My Bullshit detector says that...
“In the old days, ... optimised for reducing Mean Time Between Failure [MBTF]. This was appropriate in a world with a high cost to repair, ... In the new DevOps world, you optimise for Mean Time To Remediate (MTTR), because you make the cost of repair very low by allowing very rapid deployment and limiting exposure,”
...is just our old favourite: "Beta test in Production". No surprise it comes from an industrial scale patch factory like MSFT. Poster children for this approach are IE, Java and Flash. Don't worry too much about shipping security holes because you've got high performance patch servers that allow you to fight a continual rearguard action against your own continuous delivery of agile defects.
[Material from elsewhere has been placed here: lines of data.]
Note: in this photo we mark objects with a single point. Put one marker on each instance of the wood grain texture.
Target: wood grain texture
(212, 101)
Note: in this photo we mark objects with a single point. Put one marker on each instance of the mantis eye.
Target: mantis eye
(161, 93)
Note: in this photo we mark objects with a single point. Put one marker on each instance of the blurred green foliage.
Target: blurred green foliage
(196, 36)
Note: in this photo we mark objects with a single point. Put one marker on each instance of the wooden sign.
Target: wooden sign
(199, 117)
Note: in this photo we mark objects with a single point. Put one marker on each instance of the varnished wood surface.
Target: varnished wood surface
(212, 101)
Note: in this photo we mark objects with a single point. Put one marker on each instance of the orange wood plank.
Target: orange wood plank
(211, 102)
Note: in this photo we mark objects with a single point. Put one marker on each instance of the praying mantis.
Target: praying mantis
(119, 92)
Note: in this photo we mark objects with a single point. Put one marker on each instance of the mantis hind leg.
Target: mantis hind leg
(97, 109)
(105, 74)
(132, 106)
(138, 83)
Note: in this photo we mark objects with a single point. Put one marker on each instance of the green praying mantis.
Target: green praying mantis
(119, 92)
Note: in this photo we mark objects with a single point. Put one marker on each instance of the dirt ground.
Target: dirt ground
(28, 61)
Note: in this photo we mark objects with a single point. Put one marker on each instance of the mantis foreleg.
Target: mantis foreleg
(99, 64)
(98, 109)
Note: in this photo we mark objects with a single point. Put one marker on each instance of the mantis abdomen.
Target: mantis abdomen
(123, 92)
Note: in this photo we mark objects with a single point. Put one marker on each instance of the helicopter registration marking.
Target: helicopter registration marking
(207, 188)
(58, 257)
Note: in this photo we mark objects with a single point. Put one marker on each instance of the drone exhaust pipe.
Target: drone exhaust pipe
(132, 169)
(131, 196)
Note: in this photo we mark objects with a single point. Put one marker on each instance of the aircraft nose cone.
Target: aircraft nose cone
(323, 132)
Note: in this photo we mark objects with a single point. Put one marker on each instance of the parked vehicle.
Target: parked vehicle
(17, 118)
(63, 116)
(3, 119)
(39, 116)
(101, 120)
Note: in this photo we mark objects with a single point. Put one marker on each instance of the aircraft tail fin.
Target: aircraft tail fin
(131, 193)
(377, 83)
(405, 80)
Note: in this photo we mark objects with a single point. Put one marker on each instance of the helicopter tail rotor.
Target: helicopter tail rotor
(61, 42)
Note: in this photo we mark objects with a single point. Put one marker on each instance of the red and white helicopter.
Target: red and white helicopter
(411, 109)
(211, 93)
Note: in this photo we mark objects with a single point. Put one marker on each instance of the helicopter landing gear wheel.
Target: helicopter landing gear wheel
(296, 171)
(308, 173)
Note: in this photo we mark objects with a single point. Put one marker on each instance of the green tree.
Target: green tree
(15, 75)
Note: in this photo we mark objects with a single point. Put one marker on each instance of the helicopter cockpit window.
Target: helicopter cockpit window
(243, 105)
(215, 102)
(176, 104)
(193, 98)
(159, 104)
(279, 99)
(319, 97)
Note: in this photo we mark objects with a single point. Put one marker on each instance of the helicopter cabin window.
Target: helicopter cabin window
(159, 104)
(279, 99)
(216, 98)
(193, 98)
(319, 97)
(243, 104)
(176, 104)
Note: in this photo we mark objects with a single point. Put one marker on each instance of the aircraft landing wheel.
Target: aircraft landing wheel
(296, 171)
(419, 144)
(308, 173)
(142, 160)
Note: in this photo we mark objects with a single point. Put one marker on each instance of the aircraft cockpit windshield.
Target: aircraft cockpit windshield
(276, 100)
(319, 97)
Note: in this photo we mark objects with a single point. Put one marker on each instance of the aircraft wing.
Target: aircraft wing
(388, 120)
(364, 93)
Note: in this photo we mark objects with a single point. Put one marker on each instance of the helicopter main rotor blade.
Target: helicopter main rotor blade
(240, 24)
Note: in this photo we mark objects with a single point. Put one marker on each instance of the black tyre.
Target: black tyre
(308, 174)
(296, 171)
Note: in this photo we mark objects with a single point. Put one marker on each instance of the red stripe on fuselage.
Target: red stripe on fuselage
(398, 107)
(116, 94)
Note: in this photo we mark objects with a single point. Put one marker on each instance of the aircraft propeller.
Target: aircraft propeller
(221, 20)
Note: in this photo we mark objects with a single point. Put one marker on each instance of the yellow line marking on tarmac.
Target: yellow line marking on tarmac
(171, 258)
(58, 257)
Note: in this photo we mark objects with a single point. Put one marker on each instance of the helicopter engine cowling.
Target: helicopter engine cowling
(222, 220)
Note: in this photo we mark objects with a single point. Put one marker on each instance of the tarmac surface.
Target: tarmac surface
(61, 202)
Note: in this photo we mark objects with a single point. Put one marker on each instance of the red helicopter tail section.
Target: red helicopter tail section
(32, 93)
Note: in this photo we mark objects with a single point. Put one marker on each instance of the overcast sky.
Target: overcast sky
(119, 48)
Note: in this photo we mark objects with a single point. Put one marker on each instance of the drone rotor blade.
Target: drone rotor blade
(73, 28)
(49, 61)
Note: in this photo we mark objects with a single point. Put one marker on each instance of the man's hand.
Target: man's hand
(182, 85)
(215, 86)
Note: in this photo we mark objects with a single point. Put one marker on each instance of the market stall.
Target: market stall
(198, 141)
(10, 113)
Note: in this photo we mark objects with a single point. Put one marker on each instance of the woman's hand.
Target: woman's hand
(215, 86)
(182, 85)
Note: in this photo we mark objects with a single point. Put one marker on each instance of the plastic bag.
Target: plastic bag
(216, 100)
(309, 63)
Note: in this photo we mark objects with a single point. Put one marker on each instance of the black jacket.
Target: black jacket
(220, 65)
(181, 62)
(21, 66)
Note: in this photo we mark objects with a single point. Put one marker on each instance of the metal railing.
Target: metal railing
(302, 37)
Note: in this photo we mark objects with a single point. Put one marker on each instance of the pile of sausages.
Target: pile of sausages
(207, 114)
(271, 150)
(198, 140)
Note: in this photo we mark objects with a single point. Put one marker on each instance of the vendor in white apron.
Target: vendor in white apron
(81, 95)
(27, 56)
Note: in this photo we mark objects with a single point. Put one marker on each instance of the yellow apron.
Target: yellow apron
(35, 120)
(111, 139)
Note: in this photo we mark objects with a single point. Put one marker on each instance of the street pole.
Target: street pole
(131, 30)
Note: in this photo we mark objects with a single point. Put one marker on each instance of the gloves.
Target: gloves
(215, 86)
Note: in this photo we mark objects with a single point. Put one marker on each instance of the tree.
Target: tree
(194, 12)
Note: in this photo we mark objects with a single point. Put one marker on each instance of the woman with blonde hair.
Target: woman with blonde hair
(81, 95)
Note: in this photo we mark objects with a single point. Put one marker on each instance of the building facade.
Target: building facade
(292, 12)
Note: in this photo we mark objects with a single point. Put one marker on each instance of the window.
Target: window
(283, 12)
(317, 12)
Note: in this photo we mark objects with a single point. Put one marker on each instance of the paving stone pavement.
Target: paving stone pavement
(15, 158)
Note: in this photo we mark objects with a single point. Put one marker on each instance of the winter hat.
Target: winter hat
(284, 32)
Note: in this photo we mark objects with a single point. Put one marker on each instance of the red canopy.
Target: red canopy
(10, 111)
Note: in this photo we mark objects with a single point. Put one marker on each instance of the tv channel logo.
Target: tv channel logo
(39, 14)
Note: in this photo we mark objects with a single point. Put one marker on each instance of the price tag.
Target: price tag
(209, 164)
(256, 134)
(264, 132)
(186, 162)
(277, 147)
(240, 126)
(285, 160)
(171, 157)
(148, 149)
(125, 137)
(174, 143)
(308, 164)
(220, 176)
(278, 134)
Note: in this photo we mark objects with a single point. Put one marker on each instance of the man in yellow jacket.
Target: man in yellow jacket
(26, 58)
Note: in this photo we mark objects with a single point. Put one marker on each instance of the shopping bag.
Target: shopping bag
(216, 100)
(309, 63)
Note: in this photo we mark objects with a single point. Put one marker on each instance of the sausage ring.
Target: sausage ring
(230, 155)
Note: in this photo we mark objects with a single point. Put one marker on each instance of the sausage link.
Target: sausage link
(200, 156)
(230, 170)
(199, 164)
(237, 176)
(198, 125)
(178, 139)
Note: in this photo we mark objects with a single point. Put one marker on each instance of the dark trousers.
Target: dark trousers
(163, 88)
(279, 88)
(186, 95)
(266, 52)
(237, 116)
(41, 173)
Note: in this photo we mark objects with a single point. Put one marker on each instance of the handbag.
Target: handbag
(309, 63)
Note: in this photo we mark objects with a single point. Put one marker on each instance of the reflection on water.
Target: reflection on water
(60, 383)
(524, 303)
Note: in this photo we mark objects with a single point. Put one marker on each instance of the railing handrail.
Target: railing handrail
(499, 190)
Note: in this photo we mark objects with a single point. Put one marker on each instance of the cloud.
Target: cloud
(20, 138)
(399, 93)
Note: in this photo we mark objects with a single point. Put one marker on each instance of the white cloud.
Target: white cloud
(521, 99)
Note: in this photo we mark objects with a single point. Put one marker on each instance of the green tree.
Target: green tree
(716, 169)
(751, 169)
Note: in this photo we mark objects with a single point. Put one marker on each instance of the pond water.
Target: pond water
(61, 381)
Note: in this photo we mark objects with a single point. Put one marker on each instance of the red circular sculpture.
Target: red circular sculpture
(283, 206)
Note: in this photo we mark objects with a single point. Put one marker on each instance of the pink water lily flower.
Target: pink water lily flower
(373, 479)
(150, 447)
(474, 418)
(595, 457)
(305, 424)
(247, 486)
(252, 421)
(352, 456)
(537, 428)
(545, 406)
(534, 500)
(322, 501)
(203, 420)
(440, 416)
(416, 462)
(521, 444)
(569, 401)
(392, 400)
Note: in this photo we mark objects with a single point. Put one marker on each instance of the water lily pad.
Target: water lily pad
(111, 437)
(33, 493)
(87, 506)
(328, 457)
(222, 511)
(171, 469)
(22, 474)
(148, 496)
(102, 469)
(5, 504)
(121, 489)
The problem is 'cost of repair' isn't a simple metric. The cost to Adobe of shipping continuously insecure Flash is destruction of customer confidence in the brand, which is not something a DevOps toolchain can track and churn out pie charts about.
Cost of remediation is already way too low and has been encouraging bad practice for years. Lowering it further is solving the wrong problem and it only takes one serious economy updating it's Trading Standards and Consumer Protection legislation to invalidate the entire premise.
[*] And lets not even think about IoT with millions of units with embedded firmware that is next to impossible to update efficiently if at all.